The photodetector 18 is fed to an optimal distribution device, the bell volume consisting of the formers of the signals of the floating beginning and the end of the reference of the control volume of gas.

When there are pressure fluctuations under the bell 1, proportional oscillations of the electrical voltage are applied to the input of the electronic key 19 and the differentiator 20. Signal

0 from the photodetector 18 enters the comparison circuit 22 only in terms of the achievement, the voltage of the amplitude values, i.e., in the case when the derivative of the varying voltage

5 is zero and the output of the inverter

The signal that leads to the opening of the key 19 is generated. Thus, the circuit 22 compares the amplitude values of the voltages proportional to the pressure under the bell with a predetermined value set by the setting unit 23. When the voltage amplitude becomes less than the set value set by the setting device 23

5 values at the output of the comparison circuit

A reference signal is generated by the gauge 14 of the control volume, and the counting of the pulses from the control line 12 begins.
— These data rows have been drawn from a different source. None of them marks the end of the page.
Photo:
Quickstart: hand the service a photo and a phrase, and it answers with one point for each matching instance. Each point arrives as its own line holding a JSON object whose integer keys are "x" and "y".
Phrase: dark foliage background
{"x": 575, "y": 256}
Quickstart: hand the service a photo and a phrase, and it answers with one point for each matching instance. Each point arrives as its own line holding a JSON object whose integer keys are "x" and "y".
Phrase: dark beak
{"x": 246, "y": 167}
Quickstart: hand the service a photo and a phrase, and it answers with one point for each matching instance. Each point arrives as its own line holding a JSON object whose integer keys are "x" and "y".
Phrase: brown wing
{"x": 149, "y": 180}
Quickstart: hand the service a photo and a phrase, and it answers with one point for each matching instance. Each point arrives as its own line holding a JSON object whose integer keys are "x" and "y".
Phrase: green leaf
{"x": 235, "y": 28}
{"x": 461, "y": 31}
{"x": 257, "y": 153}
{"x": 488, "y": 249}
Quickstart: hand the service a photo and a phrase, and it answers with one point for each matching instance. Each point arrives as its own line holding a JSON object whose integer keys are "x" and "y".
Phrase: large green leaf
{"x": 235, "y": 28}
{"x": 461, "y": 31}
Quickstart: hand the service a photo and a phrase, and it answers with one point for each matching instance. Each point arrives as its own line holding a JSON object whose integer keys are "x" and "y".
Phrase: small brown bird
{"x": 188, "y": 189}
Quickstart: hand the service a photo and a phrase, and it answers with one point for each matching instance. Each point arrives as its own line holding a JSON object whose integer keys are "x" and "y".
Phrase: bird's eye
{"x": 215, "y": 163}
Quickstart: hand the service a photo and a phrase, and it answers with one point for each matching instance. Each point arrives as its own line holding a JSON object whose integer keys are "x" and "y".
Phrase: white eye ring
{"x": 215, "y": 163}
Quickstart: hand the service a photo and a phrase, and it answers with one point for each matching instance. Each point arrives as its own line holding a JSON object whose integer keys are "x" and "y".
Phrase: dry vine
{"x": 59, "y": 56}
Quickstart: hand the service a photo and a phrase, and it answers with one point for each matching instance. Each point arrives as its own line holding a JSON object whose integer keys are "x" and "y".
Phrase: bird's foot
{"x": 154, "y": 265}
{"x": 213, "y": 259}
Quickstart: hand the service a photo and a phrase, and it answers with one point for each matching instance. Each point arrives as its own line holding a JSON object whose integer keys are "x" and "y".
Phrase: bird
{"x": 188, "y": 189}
At the same time, the reference signal by the gauge 14 of the control volume, coming from the comparison circuit 22, turns on an electronic time relay 24, which, after the time it is tuned to, generates a signal for the end of the gauge by the gauge 14 of the gas control volume.

Averaged over the time for which the time relay is set up .24,

0 values of the volume measured by the meter 14, we obtain the value of the reproducible or measured gas flow.

When calibrating meters the volume of gas

5 measured by the meter 14, in the time for which the time relay 24 is set up, compares with the readings of the meter being used, and judging by the difference of these readings, its accuracy is judged

0

The duration of the completion of the transition process to the extent that the error caused by it can be neglected is not the same for different sizes of calibrated

5 and calibrated instruments. Therefore, for each test cycle, the time of the beginning, the counting-a-control volume, occurs after unequal volumes of gas coming from the stake, depending on the initial amplitude of pressure oscillations under the bell and the degree of their attenuation.

To reduce the duration of the measuring cycle and increase the efficiency of the calibration and calibration

five

Claims (1)

Claim Bell-type discrete-dynamic installation for accurate reproduction and measurement of gas flow, ² containing a bell immersed in a reservoir with liquid, suspended on a compensation tape with a counterweight, a gas flow source, a piping system with locking elements, a control line with a illuminator and a photodetector, a distribution tool the volume of the bell with the shapers of the signals of the beginning and end of the reference volume of the control volume and an electronic 3 digital meter of the control volume, characterized in that, in order to increase t chnosti installation and extension of measurement range by optimum distribution bell volume due to the formation of signals 'floating *' 5 of the beginning and the end of the reference volume of the control volume, a low-inertia pressure transducer under the bell is introduced into it, the driver of the reference signal contains an electronic О key and differentiator, the inputs of which are connected to the output of the low-inertia pressure transducer under the bell, an inverter, a comparison circuit, and connected to one of the inputs 5 of the comparison circuit, the master, while the output of the differentiator through the inverter is connected to the control channel of the electronic key, and the output of the electronic key is connected to the second input of the comparison circuit, the output of which is connected to the control channel of the electronic digital meter of the control volume; in the form of an electronic time switch, - ⁵ electronic digital meter connected to the control channel, and the time relay is set to the minimum necessary and the same shutter speed for all reproducible expenses θ.